Storage¶

What Type of Storage Do I Need?¶

There are multiple locations for data storage both on and off Cheaha each with a specific purpose. You can look at the table below to help determine the storage platform we provide that best matches your needed use-case. If you need additional assistance, please contact Support.

Platform	Long-term Storage	User Data and Home Directories	Project Directories	Global Scratch	Local Scratch
Data Use-Case	Data that rarely or never changes. Static data hosting. Acquired data pick-up repository.	General-purpose data storage.	Data to be shared among collaborator group and ready for analysis.	Temporary files created during analysis. Rolling file deletion over time.	Small files created during jobs. Must be deleted at the end of a job.
Default Quota	Individual: 5 TB Group: 75 TB	5 TB	25 TB	100 TB	Small
Owner	Individual: per researcher Group: Lab PI or Core Director	Individual Researchers	Lab PI or Core Director	Individual Researchers	Individual Researchers
Accessible From	- Cheaha - Globus	- Cheaha - Globus	- Cheaha - Globus	Cheaha	Cheaha
Cheaha Path	No path; see LTS Interfaces.	`/home/<blazerid>` (`$HOME`) and `/data/user/<blazerid>` (`$USER_DATA`)	`/data/project/<name>`	`/scratch/<blazerid>` (`$USER_SCRATCH`)	`/local/$SLURM_JOB_ID`
Read/Write (IO) Speed	Slower	Fast	Fast	Fast	Fastest
Responsibilities & Procedures	PI/Director responsible for data and access control.		PI/Director responsible for data and access control.	Data deleted after 30 days.	Data deleted as needed.
Access Control	Bucket policies	Self only	`chmod` and ACLs	Self only	Self only
How to Request	Upon request.	Comes with Cheaha account.	Upon request.	Comes with Cheaha account.	Comes with Cheaha account.

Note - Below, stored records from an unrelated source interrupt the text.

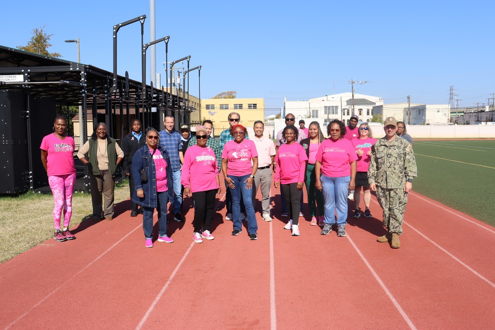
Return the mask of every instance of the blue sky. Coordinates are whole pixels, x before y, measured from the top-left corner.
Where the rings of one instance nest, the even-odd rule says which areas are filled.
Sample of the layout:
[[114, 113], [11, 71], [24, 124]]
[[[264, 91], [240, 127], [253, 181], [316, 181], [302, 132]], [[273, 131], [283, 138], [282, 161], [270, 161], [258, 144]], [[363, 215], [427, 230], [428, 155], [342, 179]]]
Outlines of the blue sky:
[[[338, 3], [337, 3], [338, 2]], [[50, 3], [50, 5], [47, 5]], [[112, 71], [112, 28], [141, 15], [148, 0], [2, 1], [0, 45], [25, 45], [35, 28], [52, 34], [50, 51]], [[461, 106], [487, 103], [495, 93], [493, 1], [196, 1], [156, 0], [156, 39], [170, 36], [169, 60], [191, 55], [201, 65], [201, 96], [237, 91], [264, 97], [267, 115], [288, 100], [350, 92], [386, 103], [446, 103], [454, 85]], [[145, 23], [149, 41], [149, 20]], [[139, 23], [118, 33], [118, 73], [141, 80]], [[149, 51], [148, 51], [149, 53]], [[165, 84], [165, 44], [156, 47]], [[149, 62], [149, 55], [148, 56]], [[149, 66], [148, 66], [149, 67]], [[198, 94], [198, 74], [190, 91]], [[149, 71], [147, 77], [149, 77]]]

What Individual Storage Solutions are Available?¶

Every researcher has personal directories found at /home/$USER (or $HOME) and /data/user/$USER (or $USER_DATA), which are created automatically during account registration. These two locations are meant to store general data and can be used during active analysis. While there are no data retention policies in place, these spaces are not intended for long-term storage of data that changes infrequently. Traditionally, $HOME is intended to store scripts, supporting files, software configuration files, and toolboxes such as Anaconda virtual environments or R packages. In contrast, $USER_DATA is intended to store datasets and results for individual research projects.

Individual allocations on Long-Term Storage (LTS) are also available upon request.

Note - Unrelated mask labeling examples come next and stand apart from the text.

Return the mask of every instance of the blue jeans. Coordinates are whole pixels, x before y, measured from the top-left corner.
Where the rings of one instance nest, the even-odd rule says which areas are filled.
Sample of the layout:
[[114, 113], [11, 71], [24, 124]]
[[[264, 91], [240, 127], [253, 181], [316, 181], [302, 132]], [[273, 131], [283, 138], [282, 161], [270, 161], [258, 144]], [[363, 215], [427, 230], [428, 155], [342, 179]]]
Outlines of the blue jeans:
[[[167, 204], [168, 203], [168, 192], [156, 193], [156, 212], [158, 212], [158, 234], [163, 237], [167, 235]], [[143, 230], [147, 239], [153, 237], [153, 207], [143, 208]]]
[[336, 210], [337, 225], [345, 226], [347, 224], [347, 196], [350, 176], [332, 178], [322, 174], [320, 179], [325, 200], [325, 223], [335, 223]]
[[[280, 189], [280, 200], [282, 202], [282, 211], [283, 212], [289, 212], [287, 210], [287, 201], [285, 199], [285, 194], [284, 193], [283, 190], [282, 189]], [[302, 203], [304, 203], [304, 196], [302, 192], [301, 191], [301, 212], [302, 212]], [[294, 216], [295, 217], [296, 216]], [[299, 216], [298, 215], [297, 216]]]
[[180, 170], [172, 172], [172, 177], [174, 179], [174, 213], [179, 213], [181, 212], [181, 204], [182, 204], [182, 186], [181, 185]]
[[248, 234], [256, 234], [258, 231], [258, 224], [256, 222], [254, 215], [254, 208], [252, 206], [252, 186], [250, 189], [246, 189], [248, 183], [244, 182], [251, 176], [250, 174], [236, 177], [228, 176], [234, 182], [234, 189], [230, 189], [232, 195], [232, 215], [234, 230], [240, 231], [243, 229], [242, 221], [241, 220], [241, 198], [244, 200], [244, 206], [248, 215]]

How Do I Request Individual Long-Term Storage?¶

To request individual Long-Term Storage, please first read and understand how Long-Term Storage differs from traditional filesystems, like GPFS on Cheaha. Decide if it is suitable for your needs. Then please feel free to contact Support.

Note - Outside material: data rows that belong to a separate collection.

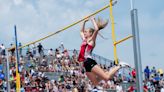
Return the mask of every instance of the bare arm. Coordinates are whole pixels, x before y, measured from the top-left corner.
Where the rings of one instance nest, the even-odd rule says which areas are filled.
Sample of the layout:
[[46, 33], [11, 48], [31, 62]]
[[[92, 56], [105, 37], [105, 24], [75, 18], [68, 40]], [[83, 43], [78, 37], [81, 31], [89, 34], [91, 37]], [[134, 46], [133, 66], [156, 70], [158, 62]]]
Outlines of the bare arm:
[[92, 40], [92, 41], [95, 42], [96, 41], [97, 34], [98, 34], [98, 31], [99, 31], [99, 28], [97, 26], [97, 23], [95, 21], [95, 18], [92, 18], [91, 21], [92, 21], [92, 23], [94, 25], [94, 32], [93, 32], [93, 35], [91, 36], [90, 40]]
[[84, 20], [83, 24], [82, 24], [82, 28], [81, 28], [81, 31], [80, 31], [80, 36], [82, 38], [82, 40], [84, 40], [84, 30], [85, 30], [85, 23], [88, 21], [88, 19]]

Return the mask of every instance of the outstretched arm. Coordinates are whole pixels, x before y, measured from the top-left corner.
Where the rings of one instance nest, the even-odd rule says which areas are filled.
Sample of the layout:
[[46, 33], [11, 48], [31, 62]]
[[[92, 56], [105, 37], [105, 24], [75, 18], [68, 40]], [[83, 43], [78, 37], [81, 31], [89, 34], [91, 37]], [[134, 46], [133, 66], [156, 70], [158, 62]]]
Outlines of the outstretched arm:
[[81, 28], [81, 31], [80, 31], [80, 36], [82, 38], [82, 40], [85, 39], [84, 37], [84, 31], [85, 31], [85, 23], [88, 21], [88, 19], [84, 20], [83, 24], [82, 24], [82, 28]]
[[92, 35], [92, 37], [91, 37], [90, 40], [93, 40], [95, 42], [96, 41], [97, 34], [98, 34], [98, 31], [99, 31], [99, 28], [97, 26], [97, 23], [95, 21], [95, 18], [91, 18], [91, 21], [92, 21], [92, 23], [94, 25], [94, 32], [93, 32], [93, 35]]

What Shared Storage Solutions are Available?¶

Shared Storage is available via two services. We have Project Storage (located in /data/project or Cheaha) and Long-Term Storage (LTS). The two offerings are suited to different sets of use-cases, so please read on to determine which may be most suitable.

Project Storage is best-suited for changing or dynamic data. Specifically:

Data needing/undergoing analysis
Exploratory data
Temporary data needed longer than 30 days

In contrast, Long-Term Storage is best-suited for unchanging or static data. Specifically:

Instrument-acquired data
Completed analyses
Hosting data for others to copy
Hosting data for the public internet
"Pick-up" and "drop-off" locations for data as part of a workflow

Shared Storage is available for labs headed by a PI and for Core facilities headed by a director.

Shared Storage is allocated on a per-organization basis, not on a per-person basis. If an individual researcher manages both a lab and a Core, they may request independent storage allocations for each organization. Each organization may request both Project Storage and Long-Term Storage.

How Do I Request Shared Storage?¶

To request shared Project Storage or Long-Term Storage, please contact Support. To ensure prompt allocation of Shared Storage, please follow the guidelines below.

Requests must be made to support@listserv.uab.edu or via the AskIT HelpDesk.
Requests must come from one of the proposed owners.
All proposed owners must have created their Research Computing accounts at the time the request is made.

Please provide the following information. Missing information can delay allocation of Shared Storage as we either look up the information, or ask followup questions.

Responsible Party/Owner: The BlazerID of the person claiming reponsibility for what happens and what is stored in the space. Typically this would be a Principal Investigator (PI) or a Core Director.
- Multiple responsible parties are allowed.
- We need one person declared as "primary" owner. This person will be the literal owner (in the Linux sense) for Project Storage.
Members: A list of BlazerIDs of people to give access to the space. (Note: this only applies to Project Storage. LTS access controls are managed differently.)
Type of Organization: Is the Shared Storage request for a lab, core, campus administrative group, or something else?
Name of Organization: The specific name of the organization the Shared Storage request is for.
Parent Organization: The name of the parent organization for your organization. Please be as detailed as possible.
Purpose of Shared Storage: The research purpose for the storage, how do you intend to use it? Please feel free to be as detailed as you like, but please limit to a few sentences at most.
Internal UAB Collaborator Organizations: The name(s) of any other UAB organizations participating in the Shared Storage.
External Collaborator Organizations: The name(s) of any external organizations participating in the Shared Storage.
Regulatory Requirements: List any regulatory requirements or agencies affecting data to be stored in the space. Possibilities include, but are not limited to: IRB, EHR, HIPAA, PHI, FERPA.
Name of Shared Storage: Please give us a generic name specific to your project/lab.
- For Project Storage, this name will be used in the /data/project/<name> path on Cheaha.
- For Labs we recommend the format <PI_blazerid>_lab. Example: PI_blazerid_lab, PI_name_lab, PI_blazerid_group
- For Cores we recommend a shortened version of the Core name. Example: core_facility_space
Tip
- Keep the name short, memorable, and relevant.
- Use underscores (_) or hyphen (-) to separate words.
- To serve future projects, consider names that are generic.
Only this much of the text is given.